Luego fue lo del hijo del cartero. Ella parada en la talanquera viéndolo venir pedaleando delante de una nube de polvo y casi cuando lo tenía ahí, se apareció Pepín y dale que a mirarlo también. Después se dio cuenta que algo raro había pasado, la nube blanca se congeló en el tiempo y hombre y bicicleta, colgados frente al portón de la finca de la mulata Tomasa, y por mucho que encogió Mercedes los ojos en la distancia, la puerta del bohío se abrió un instante y luego permaneció cerrada a cal y canto, por los siglos de los siglos, eso sí, el colmillo suelto entre los labios retorcidos de Pepín brilló burlesco toda la tarde.

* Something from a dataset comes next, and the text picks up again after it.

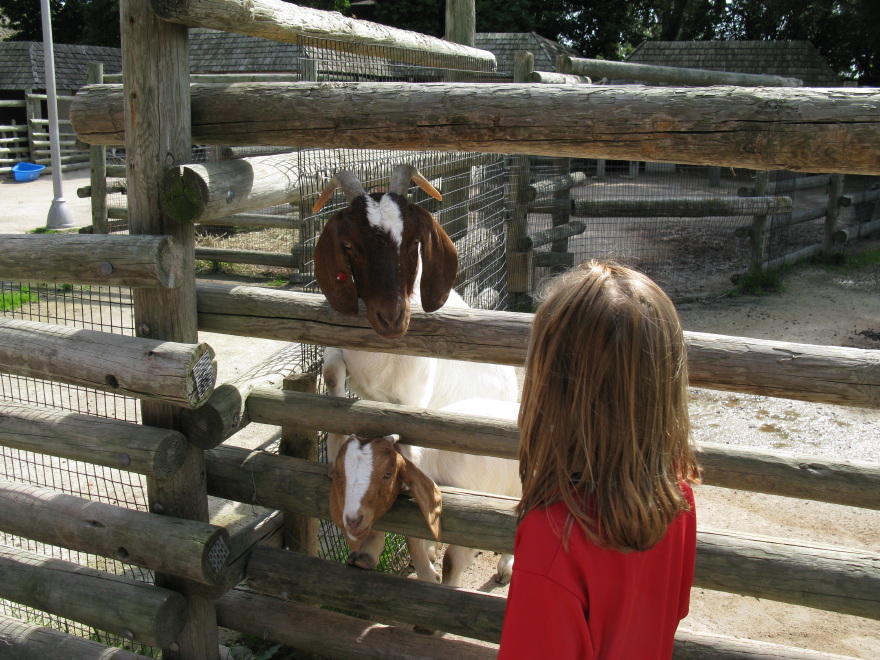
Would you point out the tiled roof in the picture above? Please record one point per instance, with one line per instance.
(22, 65)
(505, 44)
(792, 59)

Cuando llegaron de la capital las primas de Pepe Ortiagas, el dueño de casa salió al patio y pasó un rápido balance para determinar las posibles víctimas del almuerzo. Pepín no estaba, había ido a reparar la cerca por donde los choferes de paso, se metían a robar yucas.

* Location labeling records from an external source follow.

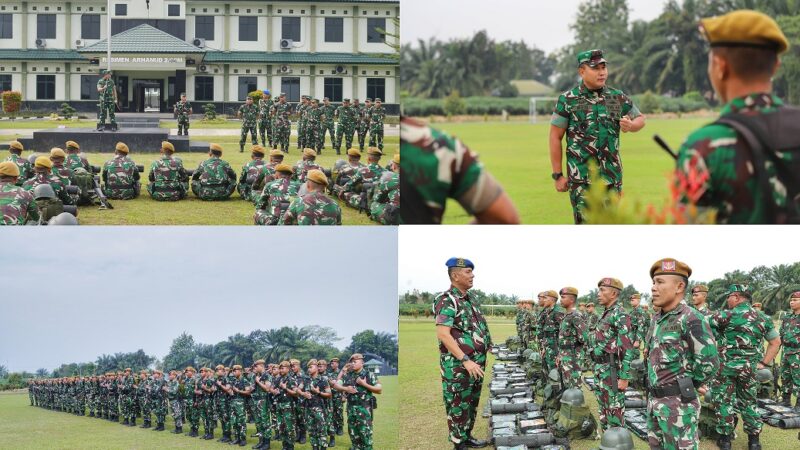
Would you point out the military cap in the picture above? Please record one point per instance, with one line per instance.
(744, 28)
(43, 161)
(611, 282)
(700, 288)
(459, 262)
(669, 266)
(285, 168)
(9, 169)
(121, 147)
(568, 290)
(317, 177)
(592, 58)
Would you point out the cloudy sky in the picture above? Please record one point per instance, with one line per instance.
(524, 260)
(544, 24)
(70, 295)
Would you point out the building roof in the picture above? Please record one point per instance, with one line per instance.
(40, 54)
(212, 57)
(143, 39)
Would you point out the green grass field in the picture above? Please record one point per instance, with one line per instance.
(423, 424)
(25, 427)
(193, 211)
(517, 155)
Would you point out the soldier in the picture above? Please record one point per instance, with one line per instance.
(15, 149)
(275, 199)
(120, 175)
(741, 331)
(464, 342)
(168, 178)
(611, 349)
(717, 167)
(250, 172)
(182, 110)
(346, 126)
(430, 153)
(591, 115)
(107, 100)
(790, 359)
(377, 114)
(283, 126)
(214, 179)
(17, 205)
(571, 334)
(313, 208)
(682, 354)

La puerca blanca a lo lejos, colgada y afeitada, ofrecía un espectáculo alucinador, así la vio Pepín. Se acercó despacio y cuando la realidad se le metió ojos adentro, lanzó los instrumentos que traía consigo, lleno de rabia. Por unos instantes estuvieron lloviendo clavos y puntillas. A los alaridos todos salieron al patio, viendo a Pepín que se revolcaba en la sangraza que goteaba del animal. Lo levantaron y casi a empujones lo sentaron y le dieron un jarro de agua, pero eso no lo tranquilizó, los mocos se confundieron con las lágrimas y las convulsiones estremecieron el taburete.

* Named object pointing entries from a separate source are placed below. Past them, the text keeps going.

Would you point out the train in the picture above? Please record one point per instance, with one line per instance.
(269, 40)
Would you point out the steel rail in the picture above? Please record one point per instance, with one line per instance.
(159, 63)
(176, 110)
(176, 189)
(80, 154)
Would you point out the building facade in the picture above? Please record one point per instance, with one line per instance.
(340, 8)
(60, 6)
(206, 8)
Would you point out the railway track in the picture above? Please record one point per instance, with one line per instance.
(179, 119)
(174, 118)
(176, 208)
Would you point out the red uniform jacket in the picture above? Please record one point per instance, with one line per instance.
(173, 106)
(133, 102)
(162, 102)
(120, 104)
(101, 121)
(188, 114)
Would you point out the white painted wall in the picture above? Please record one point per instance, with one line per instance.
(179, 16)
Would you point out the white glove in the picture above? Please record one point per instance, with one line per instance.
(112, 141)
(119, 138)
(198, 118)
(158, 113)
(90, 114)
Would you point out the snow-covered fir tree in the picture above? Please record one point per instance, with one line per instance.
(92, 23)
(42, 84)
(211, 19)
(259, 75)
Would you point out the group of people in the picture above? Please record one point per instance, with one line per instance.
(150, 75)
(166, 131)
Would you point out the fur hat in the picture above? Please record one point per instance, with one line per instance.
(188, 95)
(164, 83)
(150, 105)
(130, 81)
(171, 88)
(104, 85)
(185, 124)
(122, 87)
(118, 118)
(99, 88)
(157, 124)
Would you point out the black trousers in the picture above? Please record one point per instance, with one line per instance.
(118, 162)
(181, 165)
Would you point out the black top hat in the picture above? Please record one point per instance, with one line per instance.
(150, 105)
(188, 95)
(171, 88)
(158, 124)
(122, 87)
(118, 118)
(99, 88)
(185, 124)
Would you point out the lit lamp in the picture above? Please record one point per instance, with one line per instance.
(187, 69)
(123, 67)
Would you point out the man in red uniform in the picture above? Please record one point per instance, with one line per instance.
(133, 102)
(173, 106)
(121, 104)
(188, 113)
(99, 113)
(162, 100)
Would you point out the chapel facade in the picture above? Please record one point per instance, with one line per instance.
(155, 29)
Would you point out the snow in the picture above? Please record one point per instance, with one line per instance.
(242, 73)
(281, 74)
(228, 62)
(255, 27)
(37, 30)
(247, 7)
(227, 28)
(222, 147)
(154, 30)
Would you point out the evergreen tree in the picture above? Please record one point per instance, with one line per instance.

Pepe Ortiagas se plantó frente a Pepín y cuando su mano se iba a apoyar en los cabellos húmedos para buscar la palabra adecuada y calmarlo, éste pateó el piso y volcando el asiento echó a correr hacia la portada. Pepe Ortiagas lo siguió, no tuvo que correr mucho, justamente al terminar el campo de maíz, debajo del algarrobo se detuvo Pepín. Más tarde con un desaforado movimiento se arrodilló en la tierra y empezó a escarbar. Pepe Ortiagas se paró detrás de la sombra de su hijo, con el corazón amenazando en romperse por el esfuerzo de la carrera.
En el hueco recién abierto había residuos de pellejos, y el esqueleto de un animal pequeño, pero cuando Pepe Ortiagas dilató los ojos y las manos de Pepín dejaron de moverse, adivinó una cabecita humana y hasta las paticas ya putrefactas, le parecieron demasiado largas para ser las de un cerdito blanco.